The city will pair the vote to select a replacement for Lionel Guay with a ballot to replace Pettingill Elementary.
Guay announced his resignation last week, blaming stress from accusations of inappropriately touching a teenaged receptionist at his accounting firm. He was found not guilty of the charges in September, but said his health and his family’s health had suffered.
Scheduling the vote at the end of February should give the city plenty of time to prepare for the election but still be early enough in the month to satisfy the Lewiston School Committee, City Administrator Jim Bennett said.
The school committee had hoped to schedule the vote for $22 million bond for the new elementary school as early as Feb. 13, according to Councilor Stavros Mendros. That would put the school on schedule for a September 2009 opening, he said.
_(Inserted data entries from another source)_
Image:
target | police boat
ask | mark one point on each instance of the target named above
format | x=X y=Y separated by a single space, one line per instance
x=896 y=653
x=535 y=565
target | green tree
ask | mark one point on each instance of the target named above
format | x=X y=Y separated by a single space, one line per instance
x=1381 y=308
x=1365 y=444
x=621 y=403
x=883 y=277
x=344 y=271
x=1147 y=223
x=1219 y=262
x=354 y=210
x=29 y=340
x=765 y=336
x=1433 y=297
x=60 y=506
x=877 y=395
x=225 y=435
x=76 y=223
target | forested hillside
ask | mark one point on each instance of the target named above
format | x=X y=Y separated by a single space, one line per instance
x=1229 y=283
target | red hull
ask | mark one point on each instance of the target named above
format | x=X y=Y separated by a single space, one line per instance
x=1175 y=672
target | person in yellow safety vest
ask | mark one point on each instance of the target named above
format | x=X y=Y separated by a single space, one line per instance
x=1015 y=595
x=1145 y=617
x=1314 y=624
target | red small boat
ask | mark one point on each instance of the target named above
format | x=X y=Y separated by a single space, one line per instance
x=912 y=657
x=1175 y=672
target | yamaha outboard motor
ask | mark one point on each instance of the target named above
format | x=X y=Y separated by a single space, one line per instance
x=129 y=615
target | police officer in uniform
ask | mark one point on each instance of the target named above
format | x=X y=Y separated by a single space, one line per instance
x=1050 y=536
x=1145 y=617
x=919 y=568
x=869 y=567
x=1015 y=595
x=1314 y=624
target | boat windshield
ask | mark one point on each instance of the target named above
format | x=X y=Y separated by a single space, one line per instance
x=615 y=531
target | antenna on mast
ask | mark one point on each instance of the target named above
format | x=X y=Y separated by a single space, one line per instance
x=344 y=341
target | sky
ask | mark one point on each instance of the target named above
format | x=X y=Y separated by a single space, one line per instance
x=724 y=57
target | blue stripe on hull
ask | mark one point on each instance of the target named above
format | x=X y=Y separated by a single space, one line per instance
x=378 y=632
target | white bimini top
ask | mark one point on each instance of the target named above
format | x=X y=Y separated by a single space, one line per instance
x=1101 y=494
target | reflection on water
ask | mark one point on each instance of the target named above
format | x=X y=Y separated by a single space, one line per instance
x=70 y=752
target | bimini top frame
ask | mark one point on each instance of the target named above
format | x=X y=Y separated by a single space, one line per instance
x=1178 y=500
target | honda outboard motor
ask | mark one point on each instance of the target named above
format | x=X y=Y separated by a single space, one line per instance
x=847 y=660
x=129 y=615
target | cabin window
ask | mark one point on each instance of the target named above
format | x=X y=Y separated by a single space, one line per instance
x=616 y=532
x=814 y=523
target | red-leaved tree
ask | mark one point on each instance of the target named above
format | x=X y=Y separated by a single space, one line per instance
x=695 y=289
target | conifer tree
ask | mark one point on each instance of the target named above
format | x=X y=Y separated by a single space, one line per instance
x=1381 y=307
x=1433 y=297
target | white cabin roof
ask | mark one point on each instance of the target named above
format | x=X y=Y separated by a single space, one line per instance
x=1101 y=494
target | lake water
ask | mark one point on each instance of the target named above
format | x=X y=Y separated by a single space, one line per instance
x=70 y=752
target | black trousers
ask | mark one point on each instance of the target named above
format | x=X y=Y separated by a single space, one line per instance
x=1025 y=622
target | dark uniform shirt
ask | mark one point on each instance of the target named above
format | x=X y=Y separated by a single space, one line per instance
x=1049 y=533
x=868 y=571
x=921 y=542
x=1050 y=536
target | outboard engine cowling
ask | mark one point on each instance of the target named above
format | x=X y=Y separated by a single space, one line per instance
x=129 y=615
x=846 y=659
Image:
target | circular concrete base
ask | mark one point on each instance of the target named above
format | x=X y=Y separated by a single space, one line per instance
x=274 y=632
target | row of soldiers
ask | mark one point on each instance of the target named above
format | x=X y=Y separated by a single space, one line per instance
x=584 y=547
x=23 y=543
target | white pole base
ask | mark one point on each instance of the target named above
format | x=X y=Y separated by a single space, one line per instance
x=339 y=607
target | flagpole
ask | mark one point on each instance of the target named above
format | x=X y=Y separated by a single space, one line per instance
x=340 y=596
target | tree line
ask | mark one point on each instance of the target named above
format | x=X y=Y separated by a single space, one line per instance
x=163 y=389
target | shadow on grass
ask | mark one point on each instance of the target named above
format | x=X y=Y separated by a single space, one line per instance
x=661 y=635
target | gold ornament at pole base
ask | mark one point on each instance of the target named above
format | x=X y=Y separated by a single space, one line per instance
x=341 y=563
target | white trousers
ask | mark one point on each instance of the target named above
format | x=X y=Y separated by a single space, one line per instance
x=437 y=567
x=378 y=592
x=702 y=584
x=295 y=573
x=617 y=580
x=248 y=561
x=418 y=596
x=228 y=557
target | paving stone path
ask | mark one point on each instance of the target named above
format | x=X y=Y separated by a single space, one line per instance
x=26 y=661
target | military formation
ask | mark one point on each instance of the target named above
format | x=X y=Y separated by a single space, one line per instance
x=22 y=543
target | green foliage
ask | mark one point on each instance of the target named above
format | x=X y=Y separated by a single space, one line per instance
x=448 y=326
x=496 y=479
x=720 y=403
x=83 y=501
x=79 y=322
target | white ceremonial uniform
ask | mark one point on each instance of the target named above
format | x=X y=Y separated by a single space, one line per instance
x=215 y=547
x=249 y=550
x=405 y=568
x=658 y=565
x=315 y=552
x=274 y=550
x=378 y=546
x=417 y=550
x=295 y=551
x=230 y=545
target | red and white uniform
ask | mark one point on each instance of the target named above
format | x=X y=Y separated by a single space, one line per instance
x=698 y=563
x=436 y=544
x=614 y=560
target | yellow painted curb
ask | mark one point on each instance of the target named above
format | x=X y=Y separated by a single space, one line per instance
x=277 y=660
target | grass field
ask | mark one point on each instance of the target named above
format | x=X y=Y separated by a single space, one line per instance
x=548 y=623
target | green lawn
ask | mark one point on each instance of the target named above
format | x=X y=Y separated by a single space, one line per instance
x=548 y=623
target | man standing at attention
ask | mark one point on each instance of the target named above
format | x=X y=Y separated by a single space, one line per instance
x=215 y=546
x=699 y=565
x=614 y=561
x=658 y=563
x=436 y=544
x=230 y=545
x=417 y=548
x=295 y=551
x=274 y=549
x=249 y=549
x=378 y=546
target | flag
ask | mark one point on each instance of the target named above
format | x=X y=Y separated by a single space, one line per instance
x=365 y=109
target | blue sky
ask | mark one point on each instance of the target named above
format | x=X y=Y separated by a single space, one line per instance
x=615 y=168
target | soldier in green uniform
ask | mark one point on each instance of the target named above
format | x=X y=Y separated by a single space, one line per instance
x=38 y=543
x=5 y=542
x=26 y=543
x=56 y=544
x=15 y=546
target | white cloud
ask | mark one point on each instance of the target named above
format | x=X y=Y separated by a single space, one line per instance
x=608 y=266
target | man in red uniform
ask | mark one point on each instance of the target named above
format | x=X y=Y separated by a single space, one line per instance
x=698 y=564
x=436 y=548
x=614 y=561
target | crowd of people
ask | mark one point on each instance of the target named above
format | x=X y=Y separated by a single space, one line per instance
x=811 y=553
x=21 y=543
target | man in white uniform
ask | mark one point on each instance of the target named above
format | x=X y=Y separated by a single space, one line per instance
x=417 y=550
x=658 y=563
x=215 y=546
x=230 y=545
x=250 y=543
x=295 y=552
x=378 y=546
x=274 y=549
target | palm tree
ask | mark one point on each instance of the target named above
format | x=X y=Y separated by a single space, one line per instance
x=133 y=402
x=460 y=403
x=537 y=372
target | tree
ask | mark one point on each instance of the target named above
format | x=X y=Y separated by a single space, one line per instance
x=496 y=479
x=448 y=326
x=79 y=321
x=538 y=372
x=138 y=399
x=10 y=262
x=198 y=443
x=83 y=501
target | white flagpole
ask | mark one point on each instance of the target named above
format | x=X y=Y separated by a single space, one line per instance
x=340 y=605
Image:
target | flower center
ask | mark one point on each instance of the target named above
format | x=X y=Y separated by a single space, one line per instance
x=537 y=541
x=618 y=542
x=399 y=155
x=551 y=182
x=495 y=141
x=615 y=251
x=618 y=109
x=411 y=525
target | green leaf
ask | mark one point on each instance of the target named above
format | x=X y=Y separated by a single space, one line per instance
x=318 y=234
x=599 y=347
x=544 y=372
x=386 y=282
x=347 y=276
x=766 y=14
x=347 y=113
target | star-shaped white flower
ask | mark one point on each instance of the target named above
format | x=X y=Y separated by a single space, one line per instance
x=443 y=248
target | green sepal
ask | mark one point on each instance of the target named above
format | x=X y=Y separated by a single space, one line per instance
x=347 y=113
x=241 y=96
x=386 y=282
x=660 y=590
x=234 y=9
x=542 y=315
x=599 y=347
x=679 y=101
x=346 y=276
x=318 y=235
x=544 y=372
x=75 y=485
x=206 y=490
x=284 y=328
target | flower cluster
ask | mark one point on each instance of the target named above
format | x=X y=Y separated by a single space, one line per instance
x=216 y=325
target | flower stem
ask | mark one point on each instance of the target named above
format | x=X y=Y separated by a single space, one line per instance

Councilors can shorten the time petitions for the mayor’s seat are available from 30 days to 10, and he urged the council to do that.
“Then the vote would be two weeks earlier and the schools have two weeks more time to prepare,” Mendros said.
Mendros said he also wanted to get a new mayor in place quickly, and that might not be possible if too many people run. The city’s charter requires the winning candidate to get at least 50 percent of the vote. Too many candidates could slice the vote into too many portions, forcing a run-off election between the top vote-getters.
“That leaves us without a mayor until April at the earliest,” Mendros said.
Three people have said publicly they would seek Guay’s seat: City Councilor Normand Rousseau, former Lewiston police Chief Larry Gilbert and perennial candidate Charles Soule.
But Bennett said the city staff needs extra time to prepare the ballots for the election. Staff is expecting good voter turnout for the vote, and has decided to use the city’s optical ballot counting system.
“We need an extra couple of weeks to create the ballots and have them printed,” Bennett said. “If we were hand-counting the ballots, we could just print them ourselves. But we expect we’re going to get more than 1,000 people out to vote, and hand-counting is difficult when you get that many ballots.”
Candidates for mayor’s seat can pick up nominating petitions at 8 a.m. Wednesday, and they have until Jan. 5 to collect 100 signatures to secure a place on the ballot.
The Multi-Purpose Center will be the only polling place for the Feb. 27 ballot.